Bush to Unveil Iraq Changes in 2007 ảnh 1
US President George W. Bush(R) speaks during a meeting with Iraq's Vice President Tareq al-Hashimi, in the Oval Office of the White House in Washington, DC.

President George W. Bush will unveil a new  Iraq strategy in early 2007, the White House said, as new polls showed most Americans do not think he can turn the unpopular war around.

"It only makes sense for the president to take whatever time he needs to have confidence in the course he'll put forward to the American people," said US Secretary of State        Condoleezza Rice.

White House officials had hoped that Bush would wrap up high-profile consultations with US diplomats and military officials as well as senior Iraqi government figures in time to showcase his new approach by Christmas.

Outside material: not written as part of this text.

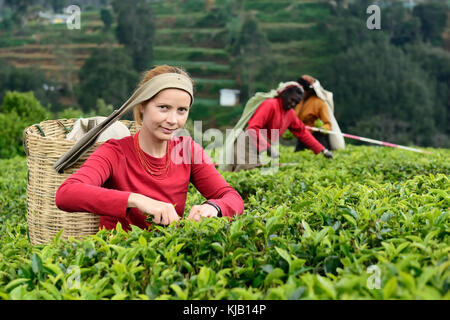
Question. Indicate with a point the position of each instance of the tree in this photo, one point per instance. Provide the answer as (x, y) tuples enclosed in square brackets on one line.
[(403, 28), (136, 30), (377, 81), (19, 8), (26, 79), (18, 111), (106, 17), (107, 74), (433, 17), (436, 62), (251, 56), (58, 5)]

"That is not going to happen until the new year. We do not know when, so I can't give a date," spokesman Tony Snow told reporters. "He decided that, frankly, it's not ready yet."

"He's got some very clear, practical, tactical and other questions," said Snow. "Obviously this is something that he places a premium on getting done quickly, but also getting done well."

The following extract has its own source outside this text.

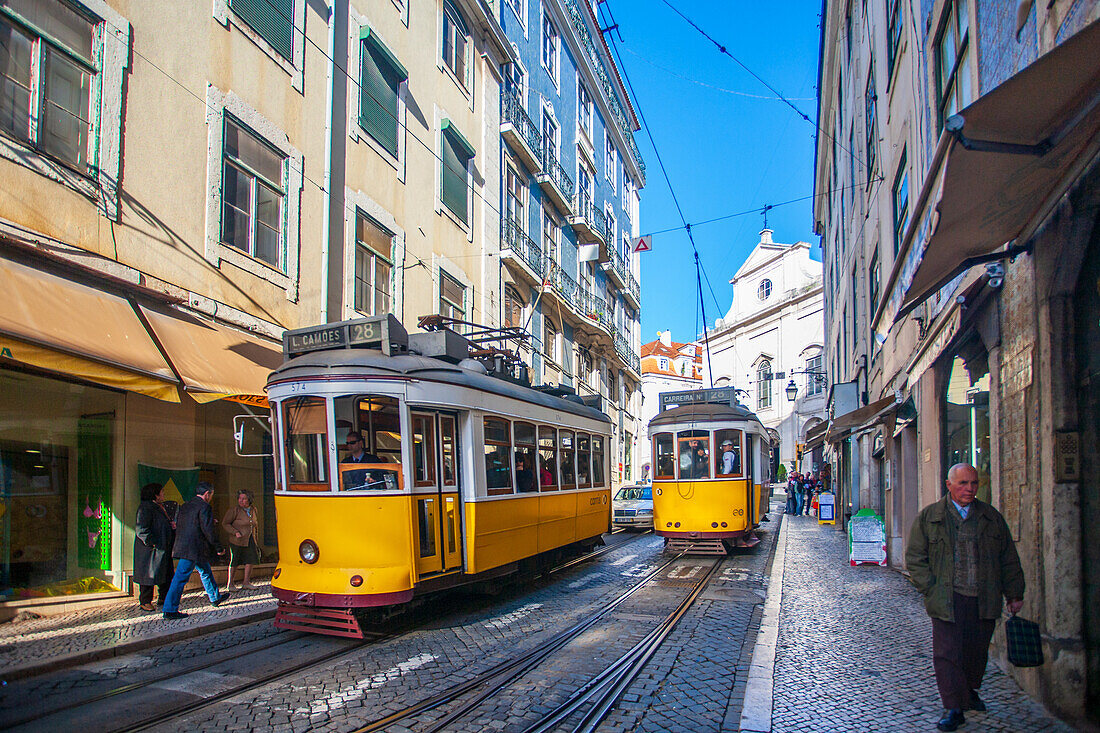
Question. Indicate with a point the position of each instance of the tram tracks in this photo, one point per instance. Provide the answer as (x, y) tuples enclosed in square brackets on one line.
[(602, 691), (224, 659)]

The polls followed on the heels of a CBS News poll released Monday that showed opposition to the war in Iraq had even exceeded anti-war sentiment during the Vietnam War era.

In that poll, 62 percent of respondents said that sending troops to fight in Iraq was a mistake, while just 34 percent still support the decision.

Fifty-two percent said the situation in Iraq is getting worse, while just eight percent say the situation is getting better. Only 15 percent said that the United States would win in Iraq -- a new low.

Also for the first time, a majority of Americans said that the war had already been lost.

According to the Gallup organization, which conducted the poll for the US television network, not even during the Vietnam conflict did so many Americans oppose the war.

The survey had an error margin of plus or minus three percentage points.